In 1911, midden in zijn examenperiode, kreeg Brüning een zenuwinzinking. Hoewel zijn studieresultaten doorgaans zeer goed waren vluchtte de toekomstige kanselier op de ochtend van een mondeling examen de stad uit. Zijn mentor, Martin Spahn, liet de naar zijn geboorteplaats vluchtende student persoonlijk terughalen. Toen Brüning ’s middags alsnog zijn examen moest afleggen slaagde hij ruim. Zijn faalangst was het gevolg van een gebrek aan zelfvertrouwen. Van de ijzeren zenuwen waar hij zich tijdens zijn kanselierschap op zou beroemen was nog weinig te bespeuren. Brüning lag in de knoop met zichzelf en twijfelde aan zijn eigen kunnen. Het beeld dringt zich op van een ietwat vereenzaamde briljante student die ver van zijn geboorteplaats het niet meer zag zitten.

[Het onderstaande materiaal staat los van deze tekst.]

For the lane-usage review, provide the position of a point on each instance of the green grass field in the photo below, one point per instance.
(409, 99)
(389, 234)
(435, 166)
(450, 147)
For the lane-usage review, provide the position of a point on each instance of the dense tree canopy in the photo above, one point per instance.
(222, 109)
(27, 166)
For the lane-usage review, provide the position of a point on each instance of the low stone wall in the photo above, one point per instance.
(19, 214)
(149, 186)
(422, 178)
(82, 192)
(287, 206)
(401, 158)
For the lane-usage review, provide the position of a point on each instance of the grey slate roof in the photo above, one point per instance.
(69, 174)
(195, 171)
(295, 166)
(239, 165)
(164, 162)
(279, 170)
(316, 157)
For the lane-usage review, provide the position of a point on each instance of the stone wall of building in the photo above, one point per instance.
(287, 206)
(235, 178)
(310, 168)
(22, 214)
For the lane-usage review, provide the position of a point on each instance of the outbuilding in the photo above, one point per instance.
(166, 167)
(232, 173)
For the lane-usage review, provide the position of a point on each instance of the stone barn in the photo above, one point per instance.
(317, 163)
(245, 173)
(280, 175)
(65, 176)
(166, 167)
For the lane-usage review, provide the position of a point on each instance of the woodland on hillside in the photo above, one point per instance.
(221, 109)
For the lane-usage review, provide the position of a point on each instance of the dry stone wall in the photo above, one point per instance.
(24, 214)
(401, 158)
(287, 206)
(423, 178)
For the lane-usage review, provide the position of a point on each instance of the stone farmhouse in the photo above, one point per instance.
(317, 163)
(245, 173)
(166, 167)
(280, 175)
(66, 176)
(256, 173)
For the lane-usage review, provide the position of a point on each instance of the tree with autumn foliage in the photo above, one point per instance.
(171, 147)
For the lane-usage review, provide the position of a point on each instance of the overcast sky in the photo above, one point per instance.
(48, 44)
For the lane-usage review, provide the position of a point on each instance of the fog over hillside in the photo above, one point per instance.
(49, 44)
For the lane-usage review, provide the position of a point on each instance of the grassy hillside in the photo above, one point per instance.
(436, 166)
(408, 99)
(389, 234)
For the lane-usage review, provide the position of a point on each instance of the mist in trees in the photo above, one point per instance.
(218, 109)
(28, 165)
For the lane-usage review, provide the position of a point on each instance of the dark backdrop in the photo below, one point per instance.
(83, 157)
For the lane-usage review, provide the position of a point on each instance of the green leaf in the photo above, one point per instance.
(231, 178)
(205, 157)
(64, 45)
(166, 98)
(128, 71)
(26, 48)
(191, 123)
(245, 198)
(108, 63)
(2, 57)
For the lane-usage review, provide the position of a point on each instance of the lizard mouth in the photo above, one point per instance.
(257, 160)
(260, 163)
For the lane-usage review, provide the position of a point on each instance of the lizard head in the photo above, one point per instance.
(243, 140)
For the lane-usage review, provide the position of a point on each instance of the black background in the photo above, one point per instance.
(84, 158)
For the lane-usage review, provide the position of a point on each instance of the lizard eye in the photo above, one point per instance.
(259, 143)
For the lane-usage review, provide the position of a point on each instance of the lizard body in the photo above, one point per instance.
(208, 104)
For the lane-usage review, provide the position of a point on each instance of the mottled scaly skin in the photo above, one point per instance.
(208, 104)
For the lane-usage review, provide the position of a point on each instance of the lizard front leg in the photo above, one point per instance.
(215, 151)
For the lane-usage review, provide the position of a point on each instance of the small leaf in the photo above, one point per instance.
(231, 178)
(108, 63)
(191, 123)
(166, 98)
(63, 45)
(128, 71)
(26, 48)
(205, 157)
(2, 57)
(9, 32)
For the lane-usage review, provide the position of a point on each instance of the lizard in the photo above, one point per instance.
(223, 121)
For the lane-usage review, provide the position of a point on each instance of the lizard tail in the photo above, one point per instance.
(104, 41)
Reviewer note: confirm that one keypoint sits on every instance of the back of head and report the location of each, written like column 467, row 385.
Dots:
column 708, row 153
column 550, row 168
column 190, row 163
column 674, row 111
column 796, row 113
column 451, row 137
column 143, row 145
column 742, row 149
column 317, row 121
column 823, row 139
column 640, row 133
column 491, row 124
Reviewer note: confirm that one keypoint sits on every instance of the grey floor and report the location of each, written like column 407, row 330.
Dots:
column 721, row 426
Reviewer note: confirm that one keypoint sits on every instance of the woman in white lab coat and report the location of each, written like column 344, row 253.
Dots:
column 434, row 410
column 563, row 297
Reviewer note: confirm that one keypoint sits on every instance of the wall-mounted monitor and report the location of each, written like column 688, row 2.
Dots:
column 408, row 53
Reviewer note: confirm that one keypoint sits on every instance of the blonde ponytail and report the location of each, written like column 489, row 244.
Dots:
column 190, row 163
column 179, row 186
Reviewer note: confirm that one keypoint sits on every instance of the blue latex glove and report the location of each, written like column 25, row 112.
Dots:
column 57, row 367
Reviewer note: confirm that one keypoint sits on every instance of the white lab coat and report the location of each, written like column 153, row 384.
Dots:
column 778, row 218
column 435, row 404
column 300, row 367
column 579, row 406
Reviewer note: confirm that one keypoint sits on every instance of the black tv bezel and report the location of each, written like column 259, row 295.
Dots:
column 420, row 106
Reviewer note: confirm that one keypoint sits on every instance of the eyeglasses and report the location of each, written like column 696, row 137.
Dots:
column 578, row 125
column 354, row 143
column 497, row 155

De jeugd van de toekomstige rijkskanselier werd dus niet gekenmerkt door besluitvaardigheid en vastberadenheid. De adolescente Brüning bleek een twijfelaar te zijn die verschillende malen van studie en studiestad wisselde. Een weliswaar kiene jongeman, die echter nog niet goed wist in welke richting hij zijn talenten wilde ontplooien en gebruiken. Als student wist hij niet welke richting hij met zijn leven wilde inslaan. Daarbovenop kwam een gebrek aan zelfvertrouwen dat zich openbaarde toen hij vluchtte voor een tentamen. Dat hij het intellectuele vermogen bezat voor het rijkskanselierschap was in zijn jeugd al duidelijk, aan leiderschapskwaliteiten leek het hem echter te ontbreken. Brüning had weinig vrienden Een te autoritaire houding, die hem als kanselier verweten zou worden, leek al helemaal niet aan de orde te zijn.